My '1000 Words or Less' class has ended. Last night was the final night, and we wrapped up with a potluck and reading some past exercises. (No one touched my corn chips and salsa, not sure why, but now I've got expensive organic chips and salsa sitting in the kitchen.)
One piece I read was an exercise I'd undertaken in writing in 2nd-person POV. When I dwelled on how it might sound, it seemed obvious to make it into a restaurant review where the narrator guides the reader through the dining experience. I had a lot of fun with making it an extremely challenging and surreal experience, and my classmates seemed to enjoy it.
My second piece was a challenge. We designed challenges for each other last week, the entire class collaborating on difficult writing topics for each other. I knew one woman hated the 'flawed narrator' concept, so I suggested her main character was covering up a significant lie. Another student liked satire and irony, so he was ordered to produce a non-ironic children's story with Conservative moral overtones.
My challenge wasn't tailor-made for me at all. It was decreed that I write a 'missed connection' Personals ad written by a man suffering from phantom limb syndrome (but who had all of his limbs), and I could only use two-syllable words and was forbidden from using the letter S. Yeah, that's difficult, but no part of that is a response to my personal writing style, favored topics, strengths or weaknesses. I was a little hurt that it was so impersonal, or paranoid that my writing voice is so weak and indefinite that no one could come up with a challenge to meet it. My wife was indignant on my behalf, calling the exercise "pointless."
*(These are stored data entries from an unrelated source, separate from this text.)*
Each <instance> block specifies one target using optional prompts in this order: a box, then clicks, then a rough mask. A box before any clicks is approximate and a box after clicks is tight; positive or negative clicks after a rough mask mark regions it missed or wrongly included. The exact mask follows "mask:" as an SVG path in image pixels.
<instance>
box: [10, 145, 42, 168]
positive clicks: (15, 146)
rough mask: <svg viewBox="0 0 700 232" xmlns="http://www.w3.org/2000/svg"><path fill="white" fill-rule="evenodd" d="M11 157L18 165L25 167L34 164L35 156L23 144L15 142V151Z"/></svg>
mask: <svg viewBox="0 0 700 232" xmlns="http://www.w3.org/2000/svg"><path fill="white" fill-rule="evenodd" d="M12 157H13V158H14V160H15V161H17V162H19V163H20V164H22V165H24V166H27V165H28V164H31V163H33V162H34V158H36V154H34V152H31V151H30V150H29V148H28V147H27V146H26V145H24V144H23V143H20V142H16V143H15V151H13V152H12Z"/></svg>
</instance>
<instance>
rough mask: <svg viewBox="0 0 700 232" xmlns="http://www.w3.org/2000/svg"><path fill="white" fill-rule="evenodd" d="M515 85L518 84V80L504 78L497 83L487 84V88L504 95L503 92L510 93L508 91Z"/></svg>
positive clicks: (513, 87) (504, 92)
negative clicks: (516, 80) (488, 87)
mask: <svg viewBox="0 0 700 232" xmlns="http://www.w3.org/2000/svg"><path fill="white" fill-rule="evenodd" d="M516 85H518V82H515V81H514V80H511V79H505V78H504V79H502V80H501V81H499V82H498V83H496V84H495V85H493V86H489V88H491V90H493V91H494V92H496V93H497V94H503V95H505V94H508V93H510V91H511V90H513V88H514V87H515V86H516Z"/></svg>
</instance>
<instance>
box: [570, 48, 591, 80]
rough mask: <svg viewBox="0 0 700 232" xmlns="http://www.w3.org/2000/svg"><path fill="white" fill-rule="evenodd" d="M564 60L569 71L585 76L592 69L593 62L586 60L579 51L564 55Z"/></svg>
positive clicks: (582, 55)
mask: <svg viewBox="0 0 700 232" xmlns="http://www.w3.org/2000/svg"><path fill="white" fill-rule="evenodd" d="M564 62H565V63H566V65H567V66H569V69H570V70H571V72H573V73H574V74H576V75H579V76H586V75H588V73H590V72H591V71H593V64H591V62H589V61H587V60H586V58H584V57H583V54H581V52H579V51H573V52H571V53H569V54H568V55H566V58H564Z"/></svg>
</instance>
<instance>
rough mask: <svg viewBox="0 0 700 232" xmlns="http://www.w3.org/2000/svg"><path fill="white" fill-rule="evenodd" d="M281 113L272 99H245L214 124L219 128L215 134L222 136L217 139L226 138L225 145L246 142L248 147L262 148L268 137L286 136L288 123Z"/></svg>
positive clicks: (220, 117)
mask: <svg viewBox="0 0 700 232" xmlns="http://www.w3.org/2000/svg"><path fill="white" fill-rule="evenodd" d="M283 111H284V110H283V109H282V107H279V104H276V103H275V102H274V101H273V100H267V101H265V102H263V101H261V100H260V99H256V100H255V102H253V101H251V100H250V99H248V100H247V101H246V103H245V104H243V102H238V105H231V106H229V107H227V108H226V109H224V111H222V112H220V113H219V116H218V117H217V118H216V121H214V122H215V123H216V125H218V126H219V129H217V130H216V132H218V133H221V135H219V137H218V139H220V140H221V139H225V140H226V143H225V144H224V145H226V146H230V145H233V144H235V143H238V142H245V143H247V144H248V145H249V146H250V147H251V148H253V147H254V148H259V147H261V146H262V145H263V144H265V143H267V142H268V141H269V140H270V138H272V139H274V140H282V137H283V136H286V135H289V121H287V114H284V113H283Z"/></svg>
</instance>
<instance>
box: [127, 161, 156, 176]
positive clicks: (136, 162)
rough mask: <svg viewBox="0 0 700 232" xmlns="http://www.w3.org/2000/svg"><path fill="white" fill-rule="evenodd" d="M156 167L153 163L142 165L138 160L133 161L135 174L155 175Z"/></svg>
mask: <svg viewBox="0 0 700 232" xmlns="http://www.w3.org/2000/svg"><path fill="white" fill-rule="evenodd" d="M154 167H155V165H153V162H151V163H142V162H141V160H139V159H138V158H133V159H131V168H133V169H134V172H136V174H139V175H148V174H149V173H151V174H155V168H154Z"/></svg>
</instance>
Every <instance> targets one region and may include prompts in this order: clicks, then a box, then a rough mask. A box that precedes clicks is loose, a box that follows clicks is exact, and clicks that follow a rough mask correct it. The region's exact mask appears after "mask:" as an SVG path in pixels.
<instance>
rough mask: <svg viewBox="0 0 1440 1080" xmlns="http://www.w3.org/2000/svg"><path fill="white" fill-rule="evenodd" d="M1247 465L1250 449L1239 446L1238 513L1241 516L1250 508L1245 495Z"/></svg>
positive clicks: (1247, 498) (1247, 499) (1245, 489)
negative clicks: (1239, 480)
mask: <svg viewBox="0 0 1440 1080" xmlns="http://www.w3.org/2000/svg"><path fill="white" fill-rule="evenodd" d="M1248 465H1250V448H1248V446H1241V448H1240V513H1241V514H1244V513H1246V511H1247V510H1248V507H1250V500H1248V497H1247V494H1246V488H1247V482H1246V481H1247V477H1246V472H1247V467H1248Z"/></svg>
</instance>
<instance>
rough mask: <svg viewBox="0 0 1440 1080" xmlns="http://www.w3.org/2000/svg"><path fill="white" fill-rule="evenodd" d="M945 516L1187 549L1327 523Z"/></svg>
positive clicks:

Nonetheless, I did write a 374-word Personals ad of duo-syllabic words that never used the letter S. The solution was to use a narrator for whom English is a second language, and that gave me liberty to play with grammatical structure. The class seemed very pleased: one writer, whom I admire, did a spit-take on the woman sitting next to him. I take that as a sign of success.
At the same time, I would have liked someone to key into some signature trait of mine and challenge me pertaining to it. I think anyone at all could have been given my exercise.



I too have been in that situation (sorry, not the salsa one - it doesn't stand a chance in our house) where I see everyone around me get challenges and there is nothing really for me. Now either they all know that my demented mind can come up with something no matter the occasion, or they feel as if I have absolutely no focus whatsoever.
janiceWith that thought in mind, I'll share my solution: I asked someone I respected (and who knows my style) to give me a challenge, preferably something completly out of my comfort zone. Although the result wasn't what I expected, and quite honestly I sat staring at my computer for awhile as if it held all the answers but was being totally selfish in not sharing, I managed to step up and complete that challenge to which that person was so pleased she was squealing in delight - whether it was because she knew I had a tough time with it but succeeded, or that she was happy to know I would never ask her that again, I still haven't figured out.
My point though is this - when facing a problem like this, sometimes its best to take the initiative and see how it goes. Hope this helps at least a little, good luck!